Insomma, con una squadra del genere le premesse ci sono tutte affinché possa prendere vita il progetto Operaja Criminale, e di conseguenza “Roma, guanti e argento“, loro primo lavoro in studio, pubblicato con la Psicolabel.
Ma cos’è quest’album? Innanzitutto, già da quel trascinante brano di traino che è E.C.G., con tanto di videoclip che mostra un Canali nell’inedita veste di malato terminale, è chiaro come il termine “laboratorio ideologico musicale” non sia stato scelto a caso. La struttura dei singoli brani segue tante strade in un unico schema, nel quale questi hanno più di una forma, sia che partano lasciando spazio primariamente alle dissonanze delle chitarre in contrapposizione con la voce dello stesso Scannicchio, prima di continuare con il raggiungimento di una vera e propria esplosione, che quando si parte già con un suono tirato.
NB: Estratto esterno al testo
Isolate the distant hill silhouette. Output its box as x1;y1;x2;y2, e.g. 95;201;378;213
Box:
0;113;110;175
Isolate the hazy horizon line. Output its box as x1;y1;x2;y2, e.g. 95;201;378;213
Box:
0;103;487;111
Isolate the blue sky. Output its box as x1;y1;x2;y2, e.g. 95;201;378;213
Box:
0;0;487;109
“Il muro di fango è caduto nel cuore di questo perfetto paese, e vedo una madre tornare alla terra, e la terra diventare madre“.
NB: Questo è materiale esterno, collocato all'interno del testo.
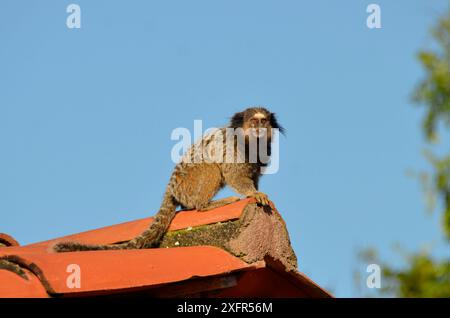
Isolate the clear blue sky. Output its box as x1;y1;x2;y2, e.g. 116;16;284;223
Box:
0;0;448;296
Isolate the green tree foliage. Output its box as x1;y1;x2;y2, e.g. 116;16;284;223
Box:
360;10;450;297
414;11;450;239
Già i due ritratti geosonori, immaginati in quel della Capitale, che sono Torino e Milano, nell’essere l’una l’opposto dell’altra, l’elettrico e l’acustico, la scarica elettrica e la ballata (anche se l’armonica, cosa insolita, non è presente nella seconda), eppure entrambe prossime al raggiungimento del climax, tengono fede allo scopo del gruppo. Mentre L’ordine naturale delle cose e La mia città è morta sono brani dove, tra improvvisi e leggeri richiami al progressive rock dei 70’s, gioca un ruolo importante persino uno strumento come il moog, sia quando ha a che fare con il suo stesso proprietario (Scannicchio) nel momento in cui la voce è furiosa, sia quando a spalleggiare questo, nel primo caso, c’è una donna non da poco conto come Ilenia Volpe, i cui contributi sono belli che visibili. Come anche in uno dei due movimenti di Tremore, concepiti in differenti stati d’animo proprio come le due città rappresentate sopra. Forse tali da formare un’ipotetica suite.
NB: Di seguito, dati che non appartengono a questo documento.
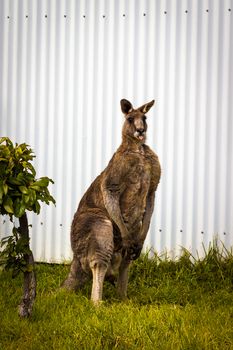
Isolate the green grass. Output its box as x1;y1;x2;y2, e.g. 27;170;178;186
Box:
0;245;233;350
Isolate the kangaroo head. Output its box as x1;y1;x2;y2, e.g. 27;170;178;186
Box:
121;99;155;143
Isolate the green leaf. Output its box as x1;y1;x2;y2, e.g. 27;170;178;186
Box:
7;176;24;186
35;177;49;187
14;198;26;218
3;196;14;214
3;184;8;195
19;186;28;194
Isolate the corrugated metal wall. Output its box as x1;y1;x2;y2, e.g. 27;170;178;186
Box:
0;0;233;261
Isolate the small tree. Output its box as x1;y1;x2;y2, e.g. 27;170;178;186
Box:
0;137;55;317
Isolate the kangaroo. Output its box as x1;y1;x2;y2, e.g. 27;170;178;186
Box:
63;99;161;304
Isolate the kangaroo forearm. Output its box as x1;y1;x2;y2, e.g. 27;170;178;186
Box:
103;191;128;239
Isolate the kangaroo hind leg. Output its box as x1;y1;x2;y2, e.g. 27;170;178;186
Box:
89;219;113;305
61;256;87;291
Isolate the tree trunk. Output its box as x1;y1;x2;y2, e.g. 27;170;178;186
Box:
19;213;36;317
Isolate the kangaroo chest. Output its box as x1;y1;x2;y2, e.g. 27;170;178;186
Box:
120;154;151;230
A chiudere il cerchio sono due brani come La routine dei guanti e Grave, forse le più ferrettiane, stilisticamente parlando, del disco, e un caso a parte come Fine marzo, cronaca di un’assurda circostanza raccontata al suono di un devastante noise punk.
“La gente che non ha niente da fare si dimentica di noi, protetta dall’avvento dei nuovi mercati alternativi ai nostri guai, vieni anche tu nella città dei caroselli, delle Madonnine, delle guglie asmatiche, delle puttane, dei tribunali messi a testa in giù, punta tutto sulle mie promesse e gioca un briciolo di colpa sulle tue scommesse, la Milano della moda, la Milano dei capelli deboli e poi persi… “.
“Roma, guanti e argento” è un’entrata in scena che merita moltissima considerazione, è un bersaglio centrato da parte di un gruppo di musicisti che sono più che dei semplici (e meritevoli) session men, bensì persone con un sogno nel cassetto. Un sogno condiviso da tutti loro in una cellula come quella che prende il nome di Operaja Criminale.
“Non ti girare, lei sta guardando, non ti girare… molto bene“.
Anche perché sono più persone a guardare. È l’occasione opportuna.